Recently, I have been talking to my clients a lot about today’s environment. Politically and economically, how can we look at history to explain what is going on? This year was unprecedented, to say the least. Never in our history have we systematically shut down the entire economy in the blink of an eye. Millions of jobs lost, government bailouts to Main Street, the 2nd most volatile market crash in history, and the list goes on. 1sts for everything. Yet here we are as I write this, S&P fully recovered and more.
The damage done to the economy hasn’t been this severe since WWII, which I think is the perfect example of what we are living through today. One of the biggest comparisons is the connection of mobilization today vs WWII. In WWII we sent our brave men and women into the battlefield to protect democracy and today we are being asked to stay home and work for months on end to flatten the Covid-19 curve. Not a perfect example as the sacrifice made in WWII is insurmountable, but the connection here is we are still mobilizing.
Budget deficits
In both situations, huge deficits were used to fight the “war".” WWII cost $4.1T in today’s dollars. Pre vs post WWII, the U.S 10x’d their balance sheet. Today, governments have already spent trillions in terms of pure stimulus and the cost of the millions of job losses and equity losses. The tally at the end could be multiples of the cost of WWII. Only time will tell, but as a percentage of GDP and balance sheet expansion, I don’t think we will touch WWII.
Unemployment
I think the best way to look at unemployment is this: 20% of the population in the US was employed by the Armed Forces during WWII. Even though these people were employed, they weren’t participating in the economy, displaced if you will. Same thing goes today. Once we were displaced from the economy, unemployment shot up like never in history, to a whopping 15% in the US. The length of WWII vs Covid-19 makes me think unemployment will bounce back quicker. We are starting to see a huge bounce in people going back to work, but it could be a drawn out process.
Interest Rates
Interest rates and bond yields crashed in both cases. Governments scrambled around the world to cut rates to pay for the war. The bond market flexed, a risk to safety. In WWII yield curve control was used, and today we are seriously contemplating it. Yield curve control, different from quantitative easing (QE), means the Fed would target a specific part of the yield curve (in this case long dated bonds). Pushing down long-term interest rates then helps finance the war on Covid-19 and potentially give more time to pay it down or let the economy grow into it. Rates stayed low for many years during and after the war. I expect the same to happen today.
Wealth Disparity
This one is interesting. Wealth disparity was a theme in both cases. If you aren’t familiar with the history, between the start of WWI and the end of WWII, the difference in the share of national income between the top 5% of earners and the bottom 95% narrowed from 30% to 19.5%. The share of the top 1% fell from 13% to 7%. This isn’t a prediction for today, but this pandemic will cost a lot and taxes will be going up, no question. Maybe this is the catalyst that is needed to close the chasm between the 1% and the rest of the world. This Washington Post article from 2017 states that the only way to stop inequality is through war or some “bubonic plague.”

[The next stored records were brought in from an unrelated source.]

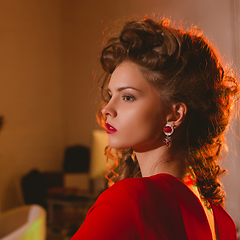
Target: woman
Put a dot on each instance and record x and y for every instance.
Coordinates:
(166, 105)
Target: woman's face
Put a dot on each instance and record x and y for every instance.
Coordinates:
(135, 115)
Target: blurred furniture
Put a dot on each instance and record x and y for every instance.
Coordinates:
(27, 222)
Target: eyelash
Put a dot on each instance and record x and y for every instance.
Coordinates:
(132, 98)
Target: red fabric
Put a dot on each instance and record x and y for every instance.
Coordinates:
(156, 207)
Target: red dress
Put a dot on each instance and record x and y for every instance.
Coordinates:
(157, 207)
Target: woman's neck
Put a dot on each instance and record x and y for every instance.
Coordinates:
(160, 160)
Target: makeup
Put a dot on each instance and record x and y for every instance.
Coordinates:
(110, 129)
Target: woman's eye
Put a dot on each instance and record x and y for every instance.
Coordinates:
(128, 98)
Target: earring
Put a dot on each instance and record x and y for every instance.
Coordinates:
(168, 131)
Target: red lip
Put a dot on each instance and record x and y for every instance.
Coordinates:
(110, 128)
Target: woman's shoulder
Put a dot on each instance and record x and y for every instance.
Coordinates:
(131, 188)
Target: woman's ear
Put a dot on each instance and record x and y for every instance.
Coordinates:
(179, 111)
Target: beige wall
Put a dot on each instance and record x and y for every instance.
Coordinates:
(48, 50)
(30, 91)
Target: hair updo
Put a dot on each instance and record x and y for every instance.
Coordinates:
(185, 68)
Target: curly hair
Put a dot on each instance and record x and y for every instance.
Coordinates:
(185, 68)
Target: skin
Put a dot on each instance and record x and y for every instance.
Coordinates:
(136, 111)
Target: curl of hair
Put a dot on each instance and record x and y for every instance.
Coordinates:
(185, 68)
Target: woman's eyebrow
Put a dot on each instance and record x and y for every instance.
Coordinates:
(125, 87)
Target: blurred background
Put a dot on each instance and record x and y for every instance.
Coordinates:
(48, 68)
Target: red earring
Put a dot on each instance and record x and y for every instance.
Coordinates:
(168, 131)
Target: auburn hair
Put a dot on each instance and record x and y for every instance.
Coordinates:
(185, 68)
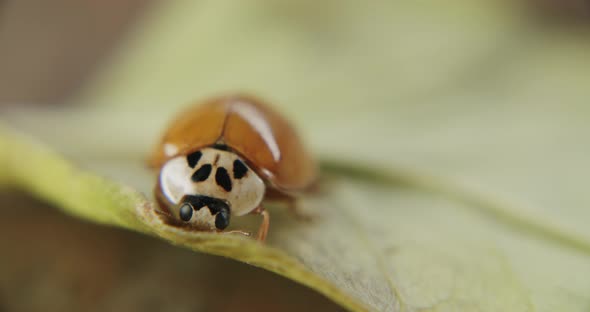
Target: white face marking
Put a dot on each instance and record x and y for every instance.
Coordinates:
(176, 181)
(248, 112)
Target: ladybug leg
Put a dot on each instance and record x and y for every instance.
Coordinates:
(237, 232)
(263, 229)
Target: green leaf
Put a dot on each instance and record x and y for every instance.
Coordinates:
(451, 137)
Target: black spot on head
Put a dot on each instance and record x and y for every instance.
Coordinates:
(239, 169)
(221, 147)
(222, 179)
(222, 219)
(186, 212)
(202, 174)
(193, 158)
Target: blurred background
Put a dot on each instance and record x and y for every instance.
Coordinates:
(65, 52)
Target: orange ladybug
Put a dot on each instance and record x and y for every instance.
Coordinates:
(222, 158)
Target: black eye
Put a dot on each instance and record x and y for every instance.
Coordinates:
(193, 159)
(186, 212)
(222, 220)
(239, 169)
(202, 174)
(222, 179)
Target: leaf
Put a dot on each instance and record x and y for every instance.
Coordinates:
(450, 135)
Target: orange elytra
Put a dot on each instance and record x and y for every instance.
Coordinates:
(226, 156)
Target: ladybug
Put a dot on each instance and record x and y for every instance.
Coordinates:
(223, 158)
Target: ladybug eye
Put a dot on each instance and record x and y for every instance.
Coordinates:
(222, 220)
(186, 212)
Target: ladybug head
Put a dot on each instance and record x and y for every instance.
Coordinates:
(205, 187)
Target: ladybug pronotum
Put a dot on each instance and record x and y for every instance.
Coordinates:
(223, 158)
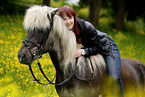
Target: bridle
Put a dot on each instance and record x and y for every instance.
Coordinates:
(34, 54)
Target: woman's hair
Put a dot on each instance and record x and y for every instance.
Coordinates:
(68, 11)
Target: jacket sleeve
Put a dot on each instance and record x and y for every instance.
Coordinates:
(93, 37)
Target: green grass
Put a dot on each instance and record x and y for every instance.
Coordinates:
(15, 78)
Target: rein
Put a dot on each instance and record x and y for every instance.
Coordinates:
(39, 64)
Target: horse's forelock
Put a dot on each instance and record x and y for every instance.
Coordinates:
(36, 17)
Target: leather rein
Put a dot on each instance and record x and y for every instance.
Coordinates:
(39, 64)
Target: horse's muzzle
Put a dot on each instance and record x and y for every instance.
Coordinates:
(23, 59)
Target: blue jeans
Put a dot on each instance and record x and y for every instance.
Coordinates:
(114, 66)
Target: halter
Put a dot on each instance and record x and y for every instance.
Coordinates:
(38, 63)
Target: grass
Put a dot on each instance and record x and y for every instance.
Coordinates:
(15, 78)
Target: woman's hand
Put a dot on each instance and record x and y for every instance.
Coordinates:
(78, 53)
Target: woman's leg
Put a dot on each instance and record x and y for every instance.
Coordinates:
(113, 67)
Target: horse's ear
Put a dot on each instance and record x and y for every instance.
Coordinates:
(53, 13)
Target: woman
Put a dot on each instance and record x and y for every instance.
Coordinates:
(94, 42)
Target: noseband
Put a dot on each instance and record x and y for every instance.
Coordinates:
(38, 52)
(40, 48)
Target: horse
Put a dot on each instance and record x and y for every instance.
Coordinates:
(75, 77)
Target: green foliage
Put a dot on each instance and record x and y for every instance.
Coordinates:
(15, 78)
(135, 26)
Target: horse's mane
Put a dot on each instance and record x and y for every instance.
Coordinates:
(36, 17)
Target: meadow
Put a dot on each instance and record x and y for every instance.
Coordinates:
(15, 78)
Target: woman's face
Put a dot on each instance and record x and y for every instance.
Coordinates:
(69, 22)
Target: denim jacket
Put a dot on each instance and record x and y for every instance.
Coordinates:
(94, 41)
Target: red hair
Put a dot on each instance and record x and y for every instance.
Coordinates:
(67, 10)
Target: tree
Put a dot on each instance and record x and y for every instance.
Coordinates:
(120, 14)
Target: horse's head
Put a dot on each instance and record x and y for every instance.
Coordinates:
(38, 22)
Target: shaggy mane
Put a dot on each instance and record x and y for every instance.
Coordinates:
(36, 17)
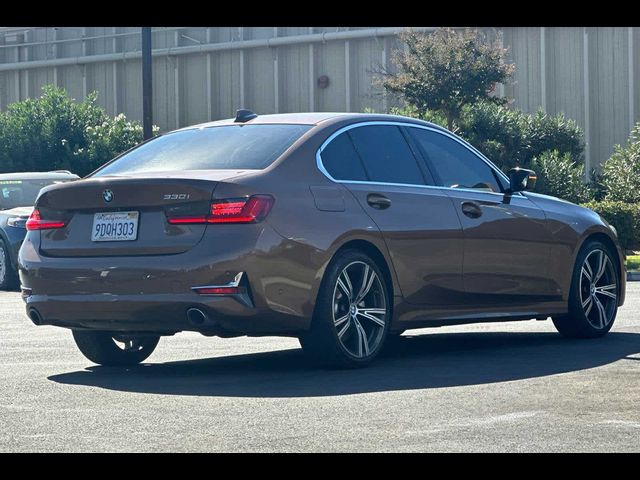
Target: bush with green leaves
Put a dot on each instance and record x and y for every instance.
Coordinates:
(621, 172)
(512, 138)
(560, 176)
(54, 132)
(625, 217)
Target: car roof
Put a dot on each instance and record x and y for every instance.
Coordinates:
(59, 175)
(313, 118)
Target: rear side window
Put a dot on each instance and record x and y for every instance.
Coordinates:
(386, 155)
(210, 148)
(454, 164)
(341, 160)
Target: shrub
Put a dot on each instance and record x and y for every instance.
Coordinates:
(543, 132)
(625, 217)
(496, 131)
(432, 116)
(621, 172)
(560, 176)
(55, 132)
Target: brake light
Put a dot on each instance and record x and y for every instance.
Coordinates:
(36, 223)
(218, 290)
(233, 210)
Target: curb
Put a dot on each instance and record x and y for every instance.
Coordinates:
(633, 276)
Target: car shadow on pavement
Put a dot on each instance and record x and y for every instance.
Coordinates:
(409, 362)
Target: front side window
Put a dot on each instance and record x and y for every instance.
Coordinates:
(454, 164)
(209, 148)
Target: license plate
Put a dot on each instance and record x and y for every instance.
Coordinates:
(115, 226)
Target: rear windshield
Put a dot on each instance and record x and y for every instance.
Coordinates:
(21, 193)
(210, 148)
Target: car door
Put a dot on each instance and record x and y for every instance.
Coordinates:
(506, 237)
(417, 220)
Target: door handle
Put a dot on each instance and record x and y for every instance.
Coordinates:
(471, 209)
(378, 201)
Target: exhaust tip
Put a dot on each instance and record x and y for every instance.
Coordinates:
(35, 316)
(196, 316)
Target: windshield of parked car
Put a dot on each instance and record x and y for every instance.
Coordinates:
(209, 148)
(21, 193)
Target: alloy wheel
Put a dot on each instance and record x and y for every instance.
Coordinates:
(359, 309)
(598, 289)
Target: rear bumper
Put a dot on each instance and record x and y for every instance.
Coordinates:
(153, 293)
(157, 313)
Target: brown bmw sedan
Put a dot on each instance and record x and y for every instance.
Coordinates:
(339, 229)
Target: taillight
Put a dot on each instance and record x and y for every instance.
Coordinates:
(36, 223)
(232, 210)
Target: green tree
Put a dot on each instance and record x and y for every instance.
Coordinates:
(621, 172)
(446, 70)
(54, 132)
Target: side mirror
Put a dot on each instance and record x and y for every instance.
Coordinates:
(521, 179)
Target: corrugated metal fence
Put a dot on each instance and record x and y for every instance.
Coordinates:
(199, 74)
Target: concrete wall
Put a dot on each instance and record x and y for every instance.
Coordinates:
(590, 74)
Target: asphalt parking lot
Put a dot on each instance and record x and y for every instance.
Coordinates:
(504, 387)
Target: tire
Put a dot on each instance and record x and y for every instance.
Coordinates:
(8, 274)
(592, 305)
(104, 348)
(349, 328)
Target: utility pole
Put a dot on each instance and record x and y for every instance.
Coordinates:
(147, 113)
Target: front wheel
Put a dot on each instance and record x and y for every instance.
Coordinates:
(593, 299)
(110, 349)
(352, 313)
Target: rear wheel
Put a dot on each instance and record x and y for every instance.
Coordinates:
(110, 349)
(352, 314)
(593, 299)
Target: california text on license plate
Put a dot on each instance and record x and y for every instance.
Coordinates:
(115, 226)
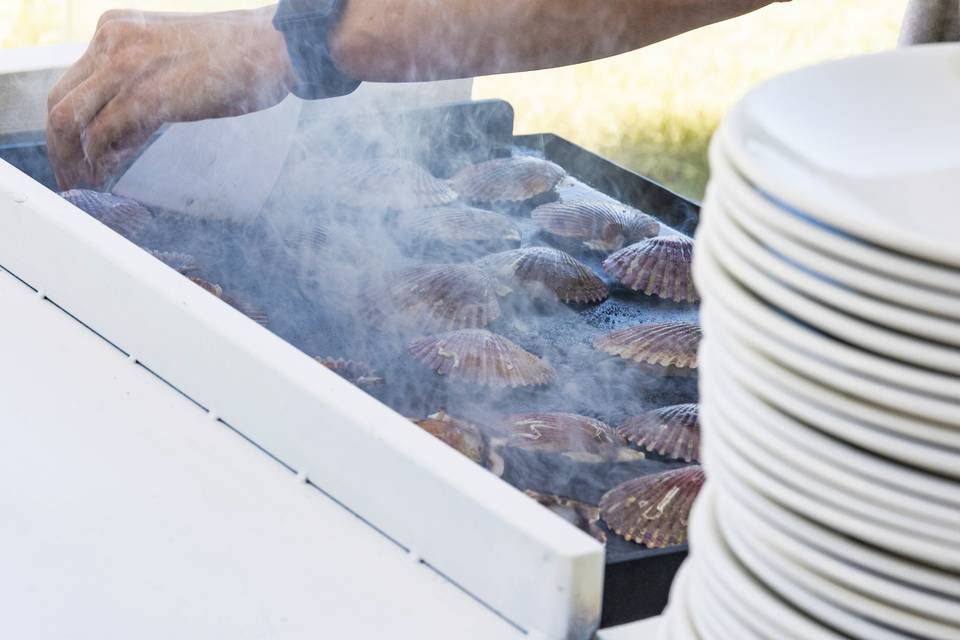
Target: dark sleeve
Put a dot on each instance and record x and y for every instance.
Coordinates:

History suggests there is a way to lower inequality. But you’re not going to like it
We hear about it in the media all the time, and talk with our clients about it: How is the market where it is today when the economy is suffering insurmountable losses? With all the doom and gloom in the world, we need to remember that….
The Bull Market Began in the Darkest Days
There is always a light at the end of the tunnel. What you saw after WWII was one of the biggest economic expansions in history.
Excerpt from WW2 Bull Market:
“The market was already in a serious decline, which had begun in the summer of 1941, when the Japanese attacked Pearl Harbor on Sunday, Dec. 7.
The Dow fell 3% on Dec. 8 and another 3% the next day. The Dow hit 92.69, its lowest level since 1934, on April 28, 1942.
Then the market turned. There seems to have been no single event that triggered it. That was the beginning of a bull market that carried the Dow up 130% in four years.”
History can teach us that today’s environment is very similar economically and socially/politically. This is not a prediction, but a possible outlook of things to come. At the very least, I think we can count on low rates for a very long time. I also think there is a very good chance that March 2020 marks the start of a new secular bull market. Ben Carlson’s take of this from last year sums it up well, the markets did very well after WWII.
In a lot of ways, we are in better shape today than in WWII. No physical damage to cities and communities, much less casualties, lower unemployment, a stronger North American consumer, and lower interest rates.
It makes me hopeful as an investor that better things are to come. Looking at history gives us perspective on the current situation. Things might not be as bad as we think.